Some questions about have been raised about the ALS Association using embryonic stem cells in their research. That creates a problem for those of us who are pro-life. You can read all about it HERE. Here are a few important facts:
- The ALSA is currently involved in one study using embryonic stem cells. Historically, they've used adult stem cells. The embryos are killed during the process of harvesting their cells and then are discarded afterwards.
- The one study they are involved in was funded through one specific donor.
- Yet that doesn't mean that future embryonic studies won't be paid for through donations.
- If you donate to the ALSA, they allow you to stipulate that your gift not be used for any current or future embryonic stem cell research.
- Yet, the ALSA philosophically is not opposed to embryonic stem cell research and may be more involved in this in the future.
- THE BEST NEWS: The ALS Association isn't the only way to give to the study of ALS. There are other options. Even the ALS Association asks that you “make a donation to an ALS charity of [your] choice.” I want to kindly suggest you choose one of the options below when you make you donation.

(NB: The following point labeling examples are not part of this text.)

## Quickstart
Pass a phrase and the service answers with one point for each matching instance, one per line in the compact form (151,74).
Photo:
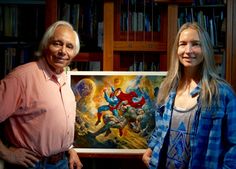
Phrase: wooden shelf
(139,46)
(89,56)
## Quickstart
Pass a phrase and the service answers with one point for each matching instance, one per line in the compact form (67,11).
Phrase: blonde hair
(209,77)
(50,32)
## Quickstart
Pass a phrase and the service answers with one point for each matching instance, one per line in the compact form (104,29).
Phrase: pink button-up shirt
(40,109)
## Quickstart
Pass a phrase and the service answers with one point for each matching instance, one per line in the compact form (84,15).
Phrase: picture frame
(114,110)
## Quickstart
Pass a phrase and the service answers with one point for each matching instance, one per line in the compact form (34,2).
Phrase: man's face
(61,49)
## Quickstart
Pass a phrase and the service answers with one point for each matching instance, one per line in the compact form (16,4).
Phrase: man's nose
(63,49)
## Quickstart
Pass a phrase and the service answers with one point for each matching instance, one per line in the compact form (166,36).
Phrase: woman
(196,109)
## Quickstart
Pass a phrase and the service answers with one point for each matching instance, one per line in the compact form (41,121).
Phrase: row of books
(144,66)
(13,54)
(139,16)
(212,19)
(208,2)
(15,19)
(86,66)
(86,17)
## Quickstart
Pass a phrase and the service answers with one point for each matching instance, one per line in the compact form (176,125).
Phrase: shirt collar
(50,75)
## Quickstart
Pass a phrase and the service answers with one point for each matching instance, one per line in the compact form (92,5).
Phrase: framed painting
(115,110)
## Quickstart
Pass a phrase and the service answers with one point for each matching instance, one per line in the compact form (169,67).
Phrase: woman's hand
(74,160)
(147,156)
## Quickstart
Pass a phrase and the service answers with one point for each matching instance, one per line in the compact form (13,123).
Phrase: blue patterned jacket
(213,144)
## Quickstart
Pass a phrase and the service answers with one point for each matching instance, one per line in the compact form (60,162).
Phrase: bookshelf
(119,48)
(122,51)
(87,19)
(19,32)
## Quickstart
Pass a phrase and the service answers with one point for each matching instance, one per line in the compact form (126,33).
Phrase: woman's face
(189,49)
(61,47)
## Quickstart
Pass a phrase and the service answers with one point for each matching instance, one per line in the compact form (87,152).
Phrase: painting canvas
(115,110)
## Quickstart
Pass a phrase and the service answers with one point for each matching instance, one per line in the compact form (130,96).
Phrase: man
(38,107)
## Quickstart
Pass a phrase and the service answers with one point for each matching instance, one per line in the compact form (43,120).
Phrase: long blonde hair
(209,77)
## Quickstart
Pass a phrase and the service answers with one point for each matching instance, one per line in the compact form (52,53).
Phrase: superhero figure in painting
(116,98)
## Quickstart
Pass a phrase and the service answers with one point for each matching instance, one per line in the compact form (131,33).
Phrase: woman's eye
(56,43)
(196,44)
(70,46)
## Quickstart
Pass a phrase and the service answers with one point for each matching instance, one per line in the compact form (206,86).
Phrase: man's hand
(147,156)
(74,161)
(20,156)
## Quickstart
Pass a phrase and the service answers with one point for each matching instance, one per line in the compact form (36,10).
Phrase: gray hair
(50,32)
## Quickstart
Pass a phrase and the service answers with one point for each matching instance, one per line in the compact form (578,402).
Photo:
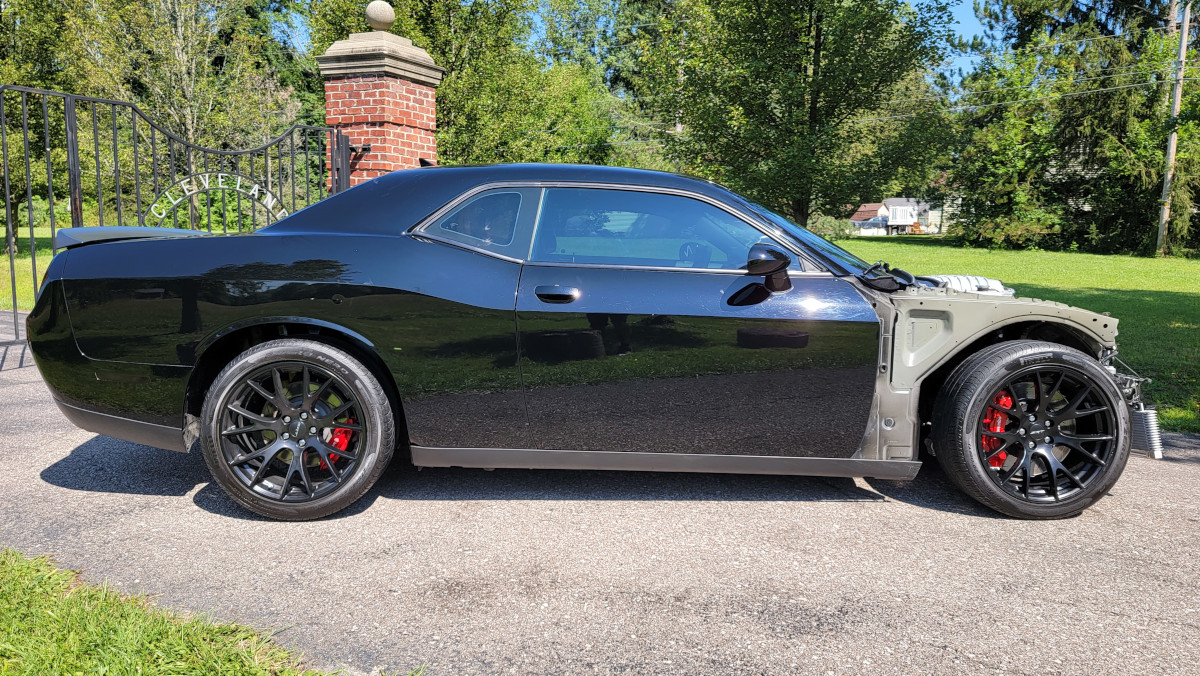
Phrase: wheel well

So – here are some organizations recommended by Christian bioethicist David Prentice that use adult stem cells in ALS research rather than embryonic stem cells:
- The Midwest Stem Cell Therapy Center (MSCTC) at the University of Kansas Medical Center is starting an increasing number of clinical trials and educational efforts.
- At the Mayo Clinic, Dr. Anthony Windebank and his team have one ongoing clinical trial for ALS patients and are ready to initiate a second clinical trial for ALS patients.
- The Adult Stem Cell Technology Center, LLC is a for-profit company developing new methods for growth and application of adult stem cells, and does not support embryonic stem cell research.